Just a quick post with some additions to situation covered in
Just a short recap:
- customer experienced long timeout(slow connection) doing tnsping to 11.2 database running on AIX when DNS server was unreachable;
” tnsping ‘ (DESCRIPTION = (ADDRESS = (PROTOCOL = TCP)(HOST = dns-hostname)(PORT = 1521))\ (CONNECT_DATA = (SERVER = DEDICATED) (SERVICE_NAME = XXX)))’
TNS Ping Utility for IBM/AIX RISC System/6000: Version 188.8.131.52.0 – Production
Attempting to contact (DESCRIPTION = (ADDRESS = (PROTOCOL = TCP)(HOST = dns-hostname)(PORT = 1521)) (CONNECT_DATA = (SERVER = DEDICATED) (SERVICE_NAME = XXX)))
OK (150010 msec)
- issue was because of IPv6 support was included in Oracle 11g and even if connection hostname was resolved by /etc/hosts to IPv4 client tried to resolve it to IPv6 address too.
- issue was fixed by replacing local, bind by local4, bind4 in the /etc/netsvc.conf.
So why I’m doing this recap ?
It’s because of mentioned problem was only a part of issue faced during IBM PowerHA(HACMP) cluster with oracle resources testing.
- two nodes cluster IBM PowerHA(HACMP)
- oracle database software was installed on both nodes
- single-instance(no RAC) database was created
- IBM PowerHA(HACMP) is used as a fail-over solution
- oracle listener and instance were configured as cluster resources
- everything was working as expected, including services fail-over to another node in a case of node failure
- during one of the test DNS server became inaccessible
- IBM PowerHA(HACMP) tried to check oracle listener, but wasn’t able to do it because of tnsping responded only after 150 seconds, but cluster resource timeout was lower than 150 seconds
- IBM PowerHA(HACMP) stopped all cluster resource including oracle database, listener, shared disk resource, etc and failed over to second node
- at the second node situation was the same, so IBM PowerHA(HACMP) wasn’t able to check cluster resources after startup and decided to stop them all too.

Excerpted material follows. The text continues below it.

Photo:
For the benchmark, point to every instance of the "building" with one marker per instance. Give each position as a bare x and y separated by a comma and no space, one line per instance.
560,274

- no fail-over to the first node
- cluster was completely down because of DNS issue when dns host name wasn’t resolved to IPv6 locally
That’s complete small story about the whole IBM PowerHA(HACMP) cluster unavailability because of IPv6 support included in Oracle 11g and DNS issue.
PS: I remember at least one more issue similar to this – when cluster manager tried to check cluster resource and wasn’t able to do it because of some issue. It decided that resource was dead and was just killing production oracle database.